Die Prozesse zeigen ein im Faschismus versinkendes Europa, das in einer passend dunklen Farbpalette gezeichnet wird. Die Ich-Erzählung ist dicht und paranoid, hypnotisierend und voller Zweifel. So destilliert der Erzähler die Ängste der Menschen in einer Welt, die von Klimawandel und Faschismus zerfressen und immer weniger lebenswert wird. Gleichzeitig zeigt sie jedoch auch Gegenentwürfe auf, die aber nicht generell alle gutheißen werden. Denn während der lokale Subsistenzansatz auf dem Land gut zu funktionieren scheint, fängt die Kommune in der Hauptstadt schon nach kurzer Zeit an, ihre eigenen Kinder zu fressen.
Marius Goldhorn ist ein sehr atmosphärischer und dunkler Roman gelungen, der wenig Hoffnung ausstrahlt und literarisch aber einen großen Schritt seit dem Debüt Park gemacht hat.

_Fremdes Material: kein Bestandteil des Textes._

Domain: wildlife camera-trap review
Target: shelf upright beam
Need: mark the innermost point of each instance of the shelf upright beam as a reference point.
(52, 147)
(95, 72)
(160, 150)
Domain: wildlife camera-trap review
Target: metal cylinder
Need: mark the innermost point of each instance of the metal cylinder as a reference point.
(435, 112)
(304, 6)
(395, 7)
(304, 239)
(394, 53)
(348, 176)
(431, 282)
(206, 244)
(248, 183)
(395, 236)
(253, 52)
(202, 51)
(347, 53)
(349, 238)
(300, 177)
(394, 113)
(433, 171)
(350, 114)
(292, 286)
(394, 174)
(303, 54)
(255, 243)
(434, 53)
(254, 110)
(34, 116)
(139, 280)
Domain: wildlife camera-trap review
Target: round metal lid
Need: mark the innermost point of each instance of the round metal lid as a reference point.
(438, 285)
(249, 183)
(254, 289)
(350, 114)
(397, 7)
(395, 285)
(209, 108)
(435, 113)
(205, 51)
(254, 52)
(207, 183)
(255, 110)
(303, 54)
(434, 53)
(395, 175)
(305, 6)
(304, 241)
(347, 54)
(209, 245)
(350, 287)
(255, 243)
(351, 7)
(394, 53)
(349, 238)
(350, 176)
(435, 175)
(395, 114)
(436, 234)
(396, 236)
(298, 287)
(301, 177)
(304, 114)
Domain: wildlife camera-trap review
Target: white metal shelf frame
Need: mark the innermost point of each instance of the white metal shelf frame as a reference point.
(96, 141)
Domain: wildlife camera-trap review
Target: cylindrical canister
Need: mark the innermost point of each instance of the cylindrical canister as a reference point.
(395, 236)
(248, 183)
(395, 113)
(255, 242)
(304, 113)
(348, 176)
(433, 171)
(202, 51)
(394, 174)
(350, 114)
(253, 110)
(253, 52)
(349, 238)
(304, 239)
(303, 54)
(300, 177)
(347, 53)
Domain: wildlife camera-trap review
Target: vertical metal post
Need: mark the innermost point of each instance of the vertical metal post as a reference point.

Das fand ich auch schon gut, wirkte aber noch eher »nur« zeitgeistig, während Die Prozesse nun Zeitgeist höchst literarisch einfangen. Mit seinem gerade anscheinend zum Standard der deutschen Gegenwartsromane werdenden Near-Future-Setting kommentiert der Roman zusätzlich aktuelle politische Entwicklungen subtil, ohne sich zu sehr aufzudrängen oder zu belehren – was auch für den Teil der queeren Selbstfindung gilt.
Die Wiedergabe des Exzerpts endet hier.